Het Basisnet vermeldt dat op een afstand van 200 meter vanaf de rand van het tracé in principe geen beperkingen hoeven te worden gesteld aan het ruimtegebruik.

Buisleidingen

Per 1 januari 2011 is het Besluit externe veiligheid buisleidingen (Bevb) in werking getreden. In dat Besluit wordt aangesloten bij de risicobenadering uit het Besluit externe veiligheid inrichtingen (Bevi) zodat ook voor buisleidingen normen voor het PR en het GR gelden. Op advies van de minister wordt bij de toetsing van externe veiligheidsrisico's van buisleidingen al enkele jaren rekening gehouden met deze risicobenadering. Op grond van het Bevb dient zowel bij consoliderende bestemmingsplannen als bij ontwikkelingen inzicht te worden gegeven in de afstand tot het PR en de hoogte van het GR als gevolg van het transport van gevaarlijke stoffen door buisleidingen.

Onderzoek

Op basis van de risicokaart blijkt dat er geen risicovolle inrichtingen die invloed hebben op het plangebied of andersom. Verder is er geen sprake van vervoer van gevaarlijke stoffen in de directe omgeving van het plangebied. Door de realisatie van woningen in het plangebied wordt het GR niet verhoogd.

Conclusie

Geconcludeerd wordt dat het plan voldoet aan het beleid en de normstelling ten aanzien van externe veiligheid. Het aspect externe veiligheid vormt geen belemmering voor de vaststelling van het bestemmingsplan.

4.11 Laagvliegroute

Boven Nederland zijn laagvliegroutes aangewezen ten behoeve van Defensie. Laagvliegroute 10a loopt van Drachten, via Meppel, naar Deventer. Deze route loopt over het plangebied. Het gebruik van de route is met ingang van oktober 2002 opgeschort. Na beoordeling van de evaluatie van het laagvliegen wordt de knoop definitief doorgehakt. De minimumvlieghoogte op de laagvliegroute voor jachtvliegtuigen en transportvliegtuigen bedraagt 75 meter.
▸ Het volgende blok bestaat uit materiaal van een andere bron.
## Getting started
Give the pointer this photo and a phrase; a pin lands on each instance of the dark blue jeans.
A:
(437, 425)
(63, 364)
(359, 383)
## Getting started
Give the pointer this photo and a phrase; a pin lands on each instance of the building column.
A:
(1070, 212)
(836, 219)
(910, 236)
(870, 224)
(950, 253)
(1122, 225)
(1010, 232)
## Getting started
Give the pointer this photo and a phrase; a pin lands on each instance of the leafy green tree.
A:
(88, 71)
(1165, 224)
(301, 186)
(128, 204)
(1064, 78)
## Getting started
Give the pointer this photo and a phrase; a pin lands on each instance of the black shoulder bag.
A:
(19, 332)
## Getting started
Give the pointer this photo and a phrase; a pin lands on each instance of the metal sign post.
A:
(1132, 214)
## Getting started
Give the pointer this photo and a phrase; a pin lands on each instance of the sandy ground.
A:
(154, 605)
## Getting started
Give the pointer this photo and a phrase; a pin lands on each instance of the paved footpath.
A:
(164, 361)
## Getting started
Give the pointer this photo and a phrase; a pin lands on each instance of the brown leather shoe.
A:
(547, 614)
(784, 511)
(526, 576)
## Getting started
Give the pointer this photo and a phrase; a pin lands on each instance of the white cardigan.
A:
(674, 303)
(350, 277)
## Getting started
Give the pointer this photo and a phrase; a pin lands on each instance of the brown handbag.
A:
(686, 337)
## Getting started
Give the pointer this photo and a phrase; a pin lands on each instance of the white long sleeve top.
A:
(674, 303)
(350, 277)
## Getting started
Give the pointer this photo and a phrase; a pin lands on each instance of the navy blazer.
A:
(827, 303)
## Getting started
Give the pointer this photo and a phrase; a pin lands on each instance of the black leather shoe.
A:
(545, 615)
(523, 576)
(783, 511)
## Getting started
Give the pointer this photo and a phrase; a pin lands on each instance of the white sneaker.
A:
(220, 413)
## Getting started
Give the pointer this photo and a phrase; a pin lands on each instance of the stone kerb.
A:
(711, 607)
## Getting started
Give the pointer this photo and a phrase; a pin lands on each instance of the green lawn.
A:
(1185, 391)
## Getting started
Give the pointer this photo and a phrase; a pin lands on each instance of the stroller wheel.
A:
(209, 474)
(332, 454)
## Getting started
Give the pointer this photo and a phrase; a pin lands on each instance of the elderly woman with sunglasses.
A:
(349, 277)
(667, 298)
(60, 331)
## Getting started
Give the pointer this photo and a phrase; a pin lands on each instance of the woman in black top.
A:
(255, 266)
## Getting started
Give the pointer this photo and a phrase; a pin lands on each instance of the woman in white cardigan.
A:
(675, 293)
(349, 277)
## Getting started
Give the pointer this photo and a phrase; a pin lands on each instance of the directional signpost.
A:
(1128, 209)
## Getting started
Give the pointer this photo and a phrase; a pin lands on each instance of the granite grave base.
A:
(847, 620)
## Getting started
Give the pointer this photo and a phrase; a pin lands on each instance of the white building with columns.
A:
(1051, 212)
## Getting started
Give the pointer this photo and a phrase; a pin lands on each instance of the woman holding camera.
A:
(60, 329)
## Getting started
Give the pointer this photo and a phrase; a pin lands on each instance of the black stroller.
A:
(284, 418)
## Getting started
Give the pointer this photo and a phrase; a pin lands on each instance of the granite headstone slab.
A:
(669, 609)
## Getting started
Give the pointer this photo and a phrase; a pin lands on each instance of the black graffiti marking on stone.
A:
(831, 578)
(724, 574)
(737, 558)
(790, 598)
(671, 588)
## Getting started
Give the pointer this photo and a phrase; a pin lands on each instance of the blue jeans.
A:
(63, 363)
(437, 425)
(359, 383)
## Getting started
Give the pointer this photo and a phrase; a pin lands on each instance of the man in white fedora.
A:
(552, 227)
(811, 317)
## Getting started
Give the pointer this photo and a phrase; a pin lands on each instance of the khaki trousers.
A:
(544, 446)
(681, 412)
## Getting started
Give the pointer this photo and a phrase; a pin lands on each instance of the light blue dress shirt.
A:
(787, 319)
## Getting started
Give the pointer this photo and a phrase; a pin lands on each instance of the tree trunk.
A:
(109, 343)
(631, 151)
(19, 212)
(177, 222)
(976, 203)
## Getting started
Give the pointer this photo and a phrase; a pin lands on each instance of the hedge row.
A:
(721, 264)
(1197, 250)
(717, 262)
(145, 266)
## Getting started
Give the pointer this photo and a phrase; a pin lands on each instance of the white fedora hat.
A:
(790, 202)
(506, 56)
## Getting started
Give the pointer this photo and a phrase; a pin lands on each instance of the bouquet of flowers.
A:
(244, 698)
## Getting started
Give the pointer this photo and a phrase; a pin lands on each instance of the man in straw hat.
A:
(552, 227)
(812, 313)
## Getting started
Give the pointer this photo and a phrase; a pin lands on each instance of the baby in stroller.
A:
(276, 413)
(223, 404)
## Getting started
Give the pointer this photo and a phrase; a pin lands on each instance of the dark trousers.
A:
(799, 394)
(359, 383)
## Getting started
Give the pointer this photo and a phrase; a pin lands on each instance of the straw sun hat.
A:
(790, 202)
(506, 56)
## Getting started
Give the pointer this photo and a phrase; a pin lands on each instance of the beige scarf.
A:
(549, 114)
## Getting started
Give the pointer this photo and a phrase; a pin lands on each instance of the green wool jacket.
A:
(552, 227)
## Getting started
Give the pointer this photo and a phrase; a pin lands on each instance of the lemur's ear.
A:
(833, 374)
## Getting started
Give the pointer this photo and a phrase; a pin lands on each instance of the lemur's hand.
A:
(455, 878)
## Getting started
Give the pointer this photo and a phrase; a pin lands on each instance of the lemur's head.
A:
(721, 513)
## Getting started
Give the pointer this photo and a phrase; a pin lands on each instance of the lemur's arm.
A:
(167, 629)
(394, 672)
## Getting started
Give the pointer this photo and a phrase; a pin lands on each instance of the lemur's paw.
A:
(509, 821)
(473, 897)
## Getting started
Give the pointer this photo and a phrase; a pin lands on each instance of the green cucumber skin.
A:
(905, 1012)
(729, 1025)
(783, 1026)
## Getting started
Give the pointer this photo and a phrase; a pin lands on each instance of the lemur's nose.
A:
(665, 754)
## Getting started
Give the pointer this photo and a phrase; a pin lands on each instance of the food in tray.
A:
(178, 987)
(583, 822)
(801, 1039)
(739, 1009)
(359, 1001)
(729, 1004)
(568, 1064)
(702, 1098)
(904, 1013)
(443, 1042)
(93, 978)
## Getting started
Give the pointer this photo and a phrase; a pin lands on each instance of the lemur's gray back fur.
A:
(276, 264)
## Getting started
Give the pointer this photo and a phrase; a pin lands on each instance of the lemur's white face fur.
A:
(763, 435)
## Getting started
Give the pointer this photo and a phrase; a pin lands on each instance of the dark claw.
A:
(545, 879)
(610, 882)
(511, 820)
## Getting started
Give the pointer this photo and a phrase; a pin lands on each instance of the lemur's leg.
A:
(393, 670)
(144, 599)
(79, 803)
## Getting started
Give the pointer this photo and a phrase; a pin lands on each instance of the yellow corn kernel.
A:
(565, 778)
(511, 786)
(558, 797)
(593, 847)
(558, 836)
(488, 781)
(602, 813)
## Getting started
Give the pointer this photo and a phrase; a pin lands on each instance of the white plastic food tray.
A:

In het kader van de vaststelling van het bestemmingsplan (industrieterrein) "Oevers D" heeft het Ministerie van Defensie bij brief van 17 september 2009 aanwijzingen gegeven. Omdat een klein deel van het plangebied is gelegen binnen deze laagvliegroute, zijn deze aanwijzingen ook voor dit bestemmingsplan van belang. Het ministerie geeft aan dat de gemeente Meppel in het bestemmingsplan rekening moet houden met deze bestaande militaire laagvliegroute. Uit veiligheidsoogpunt acht Defensie de bouw van obstakels hoger dan 40 meter onder de laagvliegroute niet toelaatbaar.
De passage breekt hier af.